Martz Annotates will become a more regular feature as well, once I iron out the kinks in getting the game displays to work. I dislike heartily the HTML export features of every database I’ve tried. None of them produce HTML that I can look at without cringing. The java applet I’ve been using is creaking, showing its age. PalView is probably the best I’ve used, but it has problems that I’ve promised to help on. Look for more interactive game displays to begin showing up by midyear, probably.

I still have hundreds of master games, still unpublished, played over the last half-decade, to publish. And I have three interviews booked, with more to come. And some people have talked to me about spawning a hardcopy version as well. We’ll see.

As I become more familiar with WordPress, I’ll either rework the site or give up on WP.

That’s where we are and where we’re going. Hope to have you along. If I don’t see you before then, I wish you all a very merry Christmas, a happy Hanukkah, a joyous Kwanzaa. And in the new year, may all your sacrifices be sound (except against me).

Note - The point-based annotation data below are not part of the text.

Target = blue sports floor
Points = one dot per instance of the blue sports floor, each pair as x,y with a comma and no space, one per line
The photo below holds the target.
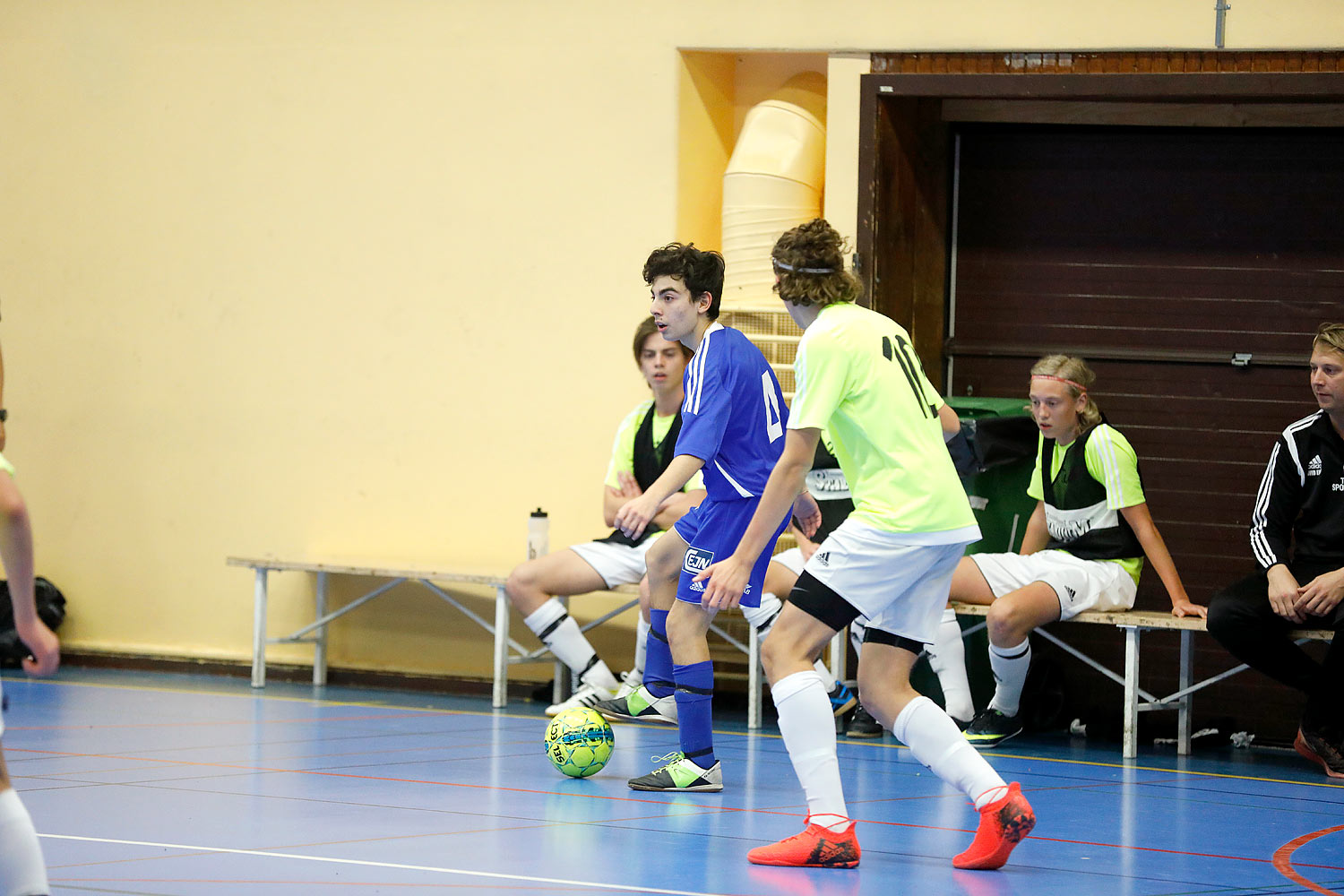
164,783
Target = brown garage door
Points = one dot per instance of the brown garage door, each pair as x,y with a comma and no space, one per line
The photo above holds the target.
1188,266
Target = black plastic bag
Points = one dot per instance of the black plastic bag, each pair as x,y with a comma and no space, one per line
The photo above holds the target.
51,608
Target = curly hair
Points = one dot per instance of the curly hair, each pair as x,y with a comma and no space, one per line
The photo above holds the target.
644,331
809,266
699,269
1078,379
1330,338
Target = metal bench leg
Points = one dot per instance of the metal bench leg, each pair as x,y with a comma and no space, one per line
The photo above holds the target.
260,627
753,678
499,692
1131,745
561,683
1183,712
320,642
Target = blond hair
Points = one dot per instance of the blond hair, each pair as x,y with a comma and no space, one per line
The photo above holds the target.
1077,378
1330,338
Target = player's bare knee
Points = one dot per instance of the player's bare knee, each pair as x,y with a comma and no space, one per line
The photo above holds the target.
1007,624
661,563
523,589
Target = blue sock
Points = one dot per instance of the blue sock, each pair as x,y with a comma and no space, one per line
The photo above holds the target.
658,662
695,711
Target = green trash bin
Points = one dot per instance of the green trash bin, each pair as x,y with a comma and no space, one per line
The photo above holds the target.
1002,441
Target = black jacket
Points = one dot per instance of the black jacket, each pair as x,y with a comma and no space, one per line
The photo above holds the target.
1301,495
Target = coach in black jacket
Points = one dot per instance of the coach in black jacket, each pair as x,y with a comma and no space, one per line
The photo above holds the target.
1300,500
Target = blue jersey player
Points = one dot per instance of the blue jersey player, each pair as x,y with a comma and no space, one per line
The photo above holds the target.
733,421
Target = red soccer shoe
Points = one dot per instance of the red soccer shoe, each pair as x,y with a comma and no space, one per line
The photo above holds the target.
816,847
1003,825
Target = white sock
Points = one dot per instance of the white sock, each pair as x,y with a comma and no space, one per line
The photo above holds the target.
642,650
935,742
22,869
1010,667
809,735
554,626
948,659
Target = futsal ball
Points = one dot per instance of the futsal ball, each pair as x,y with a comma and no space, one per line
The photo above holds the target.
580,742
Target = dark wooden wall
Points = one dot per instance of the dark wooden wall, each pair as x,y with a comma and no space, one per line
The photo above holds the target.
1155,223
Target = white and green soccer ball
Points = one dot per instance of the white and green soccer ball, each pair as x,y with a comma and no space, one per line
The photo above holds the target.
580,742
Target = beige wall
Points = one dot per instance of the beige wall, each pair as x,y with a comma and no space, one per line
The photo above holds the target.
355,279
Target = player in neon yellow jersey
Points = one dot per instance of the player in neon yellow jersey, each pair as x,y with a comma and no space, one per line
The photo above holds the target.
892,560
21,857
1083,547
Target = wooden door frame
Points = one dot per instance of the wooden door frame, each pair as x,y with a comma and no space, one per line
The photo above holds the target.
905,196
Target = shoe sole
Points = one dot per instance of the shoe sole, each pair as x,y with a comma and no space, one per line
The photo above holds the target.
777,864
1300,745
612,716
989,742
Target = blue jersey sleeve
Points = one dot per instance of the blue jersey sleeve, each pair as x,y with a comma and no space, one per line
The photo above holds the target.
707,406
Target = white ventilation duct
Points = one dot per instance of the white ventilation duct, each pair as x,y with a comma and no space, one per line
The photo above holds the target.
773,182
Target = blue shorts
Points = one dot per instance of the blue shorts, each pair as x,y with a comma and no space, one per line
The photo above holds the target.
712,530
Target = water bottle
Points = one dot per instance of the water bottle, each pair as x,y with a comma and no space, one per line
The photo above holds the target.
538,535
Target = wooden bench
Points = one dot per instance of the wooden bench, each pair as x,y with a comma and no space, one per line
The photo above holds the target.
1136,699
507,650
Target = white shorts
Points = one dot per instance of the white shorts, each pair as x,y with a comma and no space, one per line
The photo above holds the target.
616,563
902,589
790,560
1081,584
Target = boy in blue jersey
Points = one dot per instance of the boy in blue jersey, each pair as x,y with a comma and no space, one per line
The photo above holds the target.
733,422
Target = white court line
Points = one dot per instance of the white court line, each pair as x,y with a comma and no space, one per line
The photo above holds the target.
397,866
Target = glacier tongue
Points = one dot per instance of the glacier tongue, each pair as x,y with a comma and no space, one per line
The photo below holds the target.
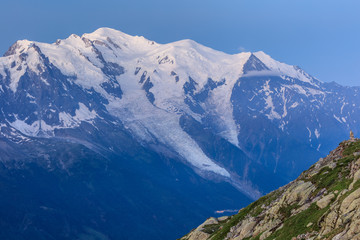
151,124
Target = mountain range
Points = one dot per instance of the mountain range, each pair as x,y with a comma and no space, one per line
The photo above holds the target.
112,136
322,203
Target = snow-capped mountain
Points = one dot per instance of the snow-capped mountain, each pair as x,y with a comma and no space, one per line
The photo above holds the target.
244,119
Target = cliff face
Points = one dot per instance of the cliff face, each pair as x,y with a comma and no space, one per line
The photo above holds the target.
322,203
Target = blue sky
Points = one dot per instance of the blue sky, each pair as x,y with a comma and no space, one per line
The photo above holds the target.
321,36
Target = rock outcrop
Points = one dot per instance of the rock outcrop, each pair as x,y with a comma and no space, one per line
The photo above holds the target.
322,203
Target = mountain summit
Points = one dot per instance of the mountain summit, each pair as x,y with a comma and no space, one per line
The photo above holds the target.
169,120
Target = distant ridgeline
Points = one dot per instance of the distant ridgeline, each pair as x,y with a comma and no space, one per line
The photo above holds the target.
322,203
108,135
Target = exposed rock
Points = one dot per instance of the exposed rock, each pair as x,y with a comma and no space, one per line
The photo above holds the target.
324,202
321,202
223,218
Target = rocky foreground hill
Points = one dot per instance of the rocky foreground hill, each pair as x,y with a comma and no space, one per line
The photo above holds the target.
322,203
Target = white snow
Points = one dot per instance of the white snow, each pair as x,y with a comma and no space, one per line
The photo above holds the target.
317,133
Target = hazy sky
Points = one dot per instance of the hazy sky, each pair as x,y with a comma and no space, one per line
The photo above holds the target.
320,36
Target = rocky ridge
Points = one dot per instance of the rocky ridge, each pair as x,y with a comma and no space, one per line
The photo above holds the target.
322,203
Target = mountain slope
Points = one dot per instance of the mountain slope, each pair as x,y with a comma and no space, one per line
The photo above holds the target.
322,203
181,119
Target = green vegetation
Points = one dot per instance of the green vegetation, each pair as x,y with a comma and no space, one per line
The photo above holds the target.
331,179
211,228
285,211
353,147
296,224
254,209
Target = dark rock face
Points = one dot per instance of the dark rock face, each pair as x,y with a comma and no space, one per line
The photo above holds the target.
92,140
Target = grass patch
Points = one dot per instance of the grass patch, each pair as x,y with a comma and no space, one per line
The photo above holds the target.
211,228
254,209
285,211
353,147
296,225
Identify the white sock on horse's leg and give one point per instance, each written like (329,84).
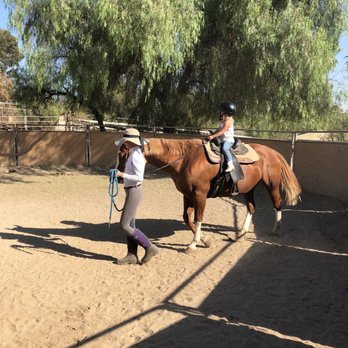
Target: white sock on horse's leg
(246,224)
(278,220)
(197,236)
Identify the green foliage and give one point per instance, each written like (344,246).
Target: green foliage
(9,52)
(84,48)
(172,62)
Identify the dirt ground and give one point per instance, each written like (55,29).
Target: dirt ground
(60,288)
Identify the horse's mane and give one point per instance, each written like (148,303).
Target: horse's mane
(173,147)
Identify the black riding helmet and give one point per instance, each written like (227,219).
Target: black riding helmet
(228,108)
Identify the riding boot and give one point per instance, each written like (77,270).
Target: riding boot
(131,258)
(150,249)
(230,166)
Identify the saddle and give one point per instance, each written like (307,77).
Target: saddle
(244,152)
(241,154)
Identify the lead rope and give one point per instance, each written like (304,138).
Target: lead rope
(113,191)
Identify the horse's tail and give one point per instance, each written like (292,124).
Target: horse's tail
(290,184)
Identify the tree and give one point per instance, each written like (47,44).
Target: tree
(9,57)
(84,49)
(172,62)
(272,58)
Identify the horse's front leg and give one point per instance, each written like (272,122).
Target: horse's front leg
(199,205)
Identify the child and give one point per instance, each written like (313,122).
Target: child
(226,132)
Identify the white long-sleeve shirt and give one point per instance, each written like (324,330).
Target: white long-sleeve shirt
(135,168)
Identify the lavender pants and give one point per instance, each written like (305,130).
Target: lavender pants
(134,196)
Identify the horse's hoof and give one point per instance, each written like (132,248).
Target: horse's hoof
(206,241)
(236,236)
(190,250)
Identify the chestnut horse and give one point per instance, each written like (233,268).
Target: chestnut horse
(192,173)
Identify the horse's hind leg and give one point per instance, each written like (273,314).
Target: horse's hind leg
(195,227)
(250,203)
(274,192)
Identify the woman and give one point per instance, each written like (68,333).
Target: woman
(133,177)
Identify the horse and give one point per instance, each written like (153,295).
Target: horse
(186,162)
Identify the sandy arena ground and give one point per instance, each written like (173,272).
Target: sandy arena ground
(60,288)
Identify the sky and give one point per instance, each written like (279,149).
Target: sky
(339,76)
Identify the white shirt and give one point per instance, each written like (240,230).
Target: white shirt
(228,135)
(135,168)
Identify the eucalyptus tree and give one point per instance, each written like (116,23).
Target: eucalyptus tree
(83,50)
(272,58)
(9,57)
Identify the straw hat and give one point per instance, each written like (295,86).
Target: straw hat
(132,135)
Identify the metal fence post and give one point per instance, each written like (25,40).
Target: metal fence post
(292,155)
(88,146)
(15,145)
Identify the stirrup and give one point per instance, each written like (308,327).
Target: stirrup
(230,167)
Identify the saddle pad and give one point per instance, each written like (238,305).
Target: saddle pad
(249,157)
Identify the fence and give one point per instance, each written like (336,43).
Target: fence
(322,167)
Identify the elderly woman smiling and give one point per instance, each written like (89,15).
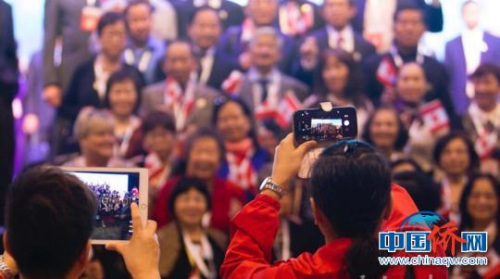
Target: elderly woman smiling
(94,129)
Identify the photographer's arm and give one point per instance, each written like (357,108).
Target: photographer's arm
(142,252)
(254,229)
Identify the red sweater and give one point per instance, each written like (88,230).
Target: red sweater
(222,194)
(255,227)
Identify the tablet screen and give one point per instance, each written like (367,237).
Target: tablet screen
(114,191)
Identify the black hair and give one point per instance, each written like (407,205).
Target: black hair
(185,184)
(422,189)
(410,161)
(221,102)
(409,7)
(465,218)
(158,119)
(204,8)
(351,185)
(486,69)
(132,3)
(50,218)
(107,19)
(403,136)
(122,75)
(204,132)
(468,2)
(354,85)
(445,140)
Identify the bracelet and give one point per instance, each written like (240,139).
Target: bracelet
(4,269)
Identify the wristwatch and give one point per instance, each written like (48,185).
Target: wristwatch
(4,269)
(269,184)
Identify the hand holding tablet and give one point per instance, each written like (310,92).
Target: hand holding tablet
(115,189)
(142,252)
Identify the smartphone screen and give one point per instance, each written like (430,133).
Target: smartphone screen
(316,124)
(114,193)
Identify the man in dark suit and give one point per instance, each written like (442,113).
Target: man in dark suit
(338,33)
(260,13)
(8,88)
(63,20)
(373,18)
(204,32)
(230,13)
(180,94)
(381,70)
(264,82)
(466,52)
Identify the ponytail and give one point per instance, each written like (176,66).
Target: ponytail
(362,259)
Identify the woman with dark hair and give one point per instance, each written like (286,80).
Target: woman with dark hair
(244,157)
(352,201)
(187,249)
(340,83)
(456,157)
(123,99)
(385,130)
(204,154)
(425,122)
(479,212)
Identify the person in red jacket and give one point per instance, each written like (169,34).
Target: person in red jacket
(204,154)
(351,202)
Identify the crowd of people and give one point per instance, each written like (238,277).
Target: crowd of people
(202,92)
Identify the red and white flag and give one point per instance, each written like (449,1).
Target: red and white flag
(434,115)
(178,103)
(172,93)
(286,108)
(232,84)
(387,73)
(486,144)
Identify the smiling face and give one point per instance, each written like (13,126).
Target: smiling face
(113,40)
(232,122)
(189,208)
(338,13)
(205,29)
(204,159)
(123,98)
(384,129)
(482,203)
(454,158)
(99,142)
(409,27)
(412,83)
(265,51)
(139,22)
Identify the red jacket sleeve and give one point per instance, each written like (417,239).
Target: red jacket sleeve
(160,212)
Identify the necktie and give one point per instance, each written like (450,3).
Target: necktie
(264,83)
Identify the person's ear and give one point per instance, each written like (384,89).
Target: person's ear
(85,256)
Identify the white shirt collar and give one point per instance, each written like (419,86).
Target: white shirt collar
(254,75)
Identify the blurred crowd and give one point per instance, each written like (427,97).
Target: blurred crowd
(201,92)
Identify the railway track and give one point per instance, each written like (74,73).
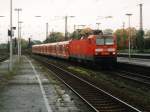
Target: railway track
(136,73)
(139,78)
(96,98)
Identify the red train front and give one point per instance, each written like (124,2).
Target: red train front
(94,48)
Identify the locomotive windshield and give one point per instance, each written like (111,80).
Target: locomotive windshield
(104,41)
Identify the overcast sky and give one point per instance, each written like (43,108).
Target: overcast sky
(87,12)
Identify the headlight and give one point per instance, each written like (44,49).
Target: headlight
(98,50)
(111,49)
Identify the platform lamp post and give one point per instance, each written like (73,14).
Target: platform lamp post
(2,16)
(18,11)
(98,24)
(129,37)
(20,22)
(66,26)
(11,30)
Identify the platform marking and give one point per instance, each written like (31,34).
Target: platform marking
(41,87)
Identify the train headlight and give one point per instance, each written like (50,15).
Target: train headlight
(111,49)
(114,53)
(99,50)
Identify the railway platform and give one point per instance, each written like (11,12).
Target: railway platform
(134,61)
(32,90)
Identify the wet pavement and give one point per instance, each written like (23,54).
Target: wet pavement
(136,61)
(32,91)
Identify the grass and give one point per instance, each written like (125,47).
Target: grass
(126,90)
(8,75)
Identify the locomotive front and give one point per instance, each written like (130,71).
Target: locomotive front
(106,49)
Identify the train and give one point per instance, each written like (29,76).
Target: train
(95,48)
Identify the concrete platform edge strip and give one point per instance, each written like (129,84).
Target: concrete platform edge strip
(41,87)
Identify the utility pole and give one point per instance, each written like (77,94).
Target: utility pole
(18,10)
(66,29)
(129,38)
(141,32)
(98,25)
(47,30)
(141,17)
(20,37)
(11,50)
(66,26)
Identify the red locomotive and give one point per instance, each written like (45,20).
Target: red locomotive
(94,48)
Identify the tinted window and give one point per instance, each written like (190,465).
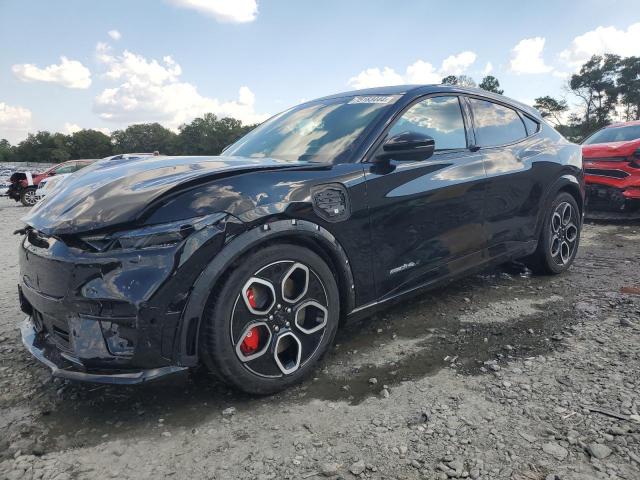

2 Responses to “Reflections”

  1. Don Lapre is a Superstar Says:

    I am inspired by your year end reflections to attempt some of my own. Hopefully your work on Chess will bear fruit.I detect signs of optimism in the post. Not mush of player myself I have always enjoyed the game.

    Don Lapre is a Superstar
    webmaster@j-ams.org
    http://www.j-ams.org

  2. Administrator Says:

    Don, I waited a full day to let this one through. I appreciate the comments, but not the attempt to use me to sell pills.

    In the end I opted to let it through, in no small part to honor the effort you went to in actualy reading the post you were attaching the comment to, and in personally writing something. I see hundreds of machine-generated comments every week, and they’ll never get on the board. Your approach is at least honorable, so I moved the barriers.